Em relação aos fatores de risco para acidentes, identificou-se que a maioria das vítimas negaram uso de bebida alcoólica pelo condutor, excesso de velocidade, uso de celular ou sonolência/fadiga. Resultado semelhante foi relatado por Silva e cols.,25 em pesquisa realizada com motoboys no estado do Paraná, no período de 2005 a 2006: o consumo de bebida alcoólica antes de dirigir foi negado pela maior parte dos entrevistados, como também negaram excesso de velocidade e uso de celular/rádio comunicador. Entretanto, no que se refere à questão de dirigir cansado, segundo o mesmo estudo, a maior parte dos entrevistados assumiu que pilota mesmo quando se encontra fatigado.
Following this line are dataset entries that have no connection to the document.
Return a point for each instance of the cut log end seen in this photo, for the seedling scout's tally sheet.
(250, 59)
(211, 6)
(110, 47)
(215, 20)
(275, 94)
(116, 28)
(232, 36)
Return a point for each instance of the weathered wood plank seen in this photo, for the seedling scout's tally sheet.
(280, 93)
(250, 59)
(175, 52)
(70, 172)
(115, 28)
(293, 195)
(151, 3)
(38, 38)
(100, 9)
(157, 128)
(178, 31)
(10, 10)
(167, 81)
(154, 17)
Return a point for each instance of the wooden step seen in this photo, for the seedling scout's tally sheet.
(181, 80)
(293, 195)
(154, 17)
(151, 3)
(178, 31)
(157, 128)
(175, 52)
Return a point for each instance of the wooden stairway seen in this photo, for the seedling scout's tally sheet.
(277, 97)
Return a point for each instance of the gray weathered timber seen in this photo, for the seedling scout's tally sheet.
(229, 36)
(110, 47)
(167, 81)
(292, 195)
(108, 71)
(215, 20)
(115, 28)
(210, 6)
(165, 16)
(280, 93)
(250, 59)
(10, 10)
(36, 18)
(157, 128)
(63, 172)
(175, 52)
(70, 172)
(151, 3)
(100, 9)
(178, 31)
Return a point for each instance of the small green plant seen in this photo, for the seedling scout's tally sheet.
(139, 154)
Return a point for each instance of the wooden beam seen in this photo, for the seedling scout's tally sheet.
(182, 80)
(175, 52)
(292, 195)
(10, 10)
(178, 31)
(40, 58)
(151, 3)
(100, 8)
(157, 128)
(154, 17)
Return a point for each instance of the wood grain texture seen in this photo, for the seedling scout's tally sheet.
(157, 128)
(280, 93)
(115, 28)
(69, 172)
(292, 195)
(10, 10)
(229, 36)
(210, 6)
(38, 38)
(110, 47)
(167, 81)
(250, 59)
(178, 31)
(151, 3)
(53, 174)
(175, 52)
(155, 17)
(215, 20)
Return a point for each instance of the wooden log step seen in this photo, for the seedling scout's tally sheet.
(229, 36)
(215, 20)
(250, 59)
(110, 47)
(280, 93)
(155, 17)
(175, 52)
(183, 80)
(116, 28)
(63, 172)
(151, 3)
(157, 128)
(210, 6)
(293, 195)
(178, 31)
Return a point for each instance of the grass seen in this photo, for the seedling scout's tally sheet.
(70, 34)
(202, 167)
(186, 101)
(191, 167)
Embora a maior parte dos motociclistas vítimas de ATT relacionados ao trabalho estivesse usando capacete, aproximadamente 1/5 não faziam uso desse equipamento de proteção no momento do acidente. Estudo realizado por Dutra26 em Porto Alegre-RS, no período de 2012 a 2013, registrou: 51,6% de vítimas de acidentes com motocicleta referiram uso de capacete no momento do acidente; 17,6% não o utilizavam adequadamente, admitindo que o equipamento caiu no momento do acidente; 6,4% não o utilizaram; e em 24,5% dos casos, não havia registro do uso ou não do capacete.
Na análise da variável uso de cinto de segurança pela vítima, observou-se pouca diferença entre a frequência de vítimas que utilizavam o cinto e as que não o utilizavam no momento do acidente. Já em estudo realizado por Yokota e cols.27 em 2010, nas capitais do Brasil e no Distrito Federal, mais de 70% das vítimas referiram uso de cinto de segurança no banco da frente e 40% no banco traseiro.
A análise revelou que o Sistema de Informação de Acidentes de Transporte Terrestre é uma valiosa fonte de informação, embora apresente algumas limitações. Apesar de não se constituir em uma pesquisa avaliativa, o presente estudo identificou limitações no preenchimento da variável ocupação. O estudo sugere que o preenchimento desse campo da notificação deveria ser obrigatório. Especialmente quando o acidente de transporte terrestre é notificado como acidente de trabalho, é importante que se estabeleça o nexo causal entre as circunstâncias dos acidentes e a natureza da ocupação.
Os achados apresentados aqui confirmam a importância do conhecimento sobre o perfil de adoecimento e morte relacionado aos registros de trabalhadores vítimas de acidentes de transporte terrestre. Tais informações subsidiam e auxiliam na organização dos serviços de vigilância e assistência à saúde dos trabalhadores, na tomada de decisões, no planejamento de ações de saúde, além de nortear políticas de prevenção de acidentes no contexto intersetorial, envolvendo planejamento urbano, segurança viária, previdência e assistência social. Tais ações devem ser direcionadas principalmente a indivíduos do sexo masculino, adultos jovens, trabalhadores dos setores de Transporte e Comércio, em especial os condutores de motocicleta, buscando mecanismos que possibilitem a redução dos acidentes de transporte terrestre em Pernambuco e no Brasil.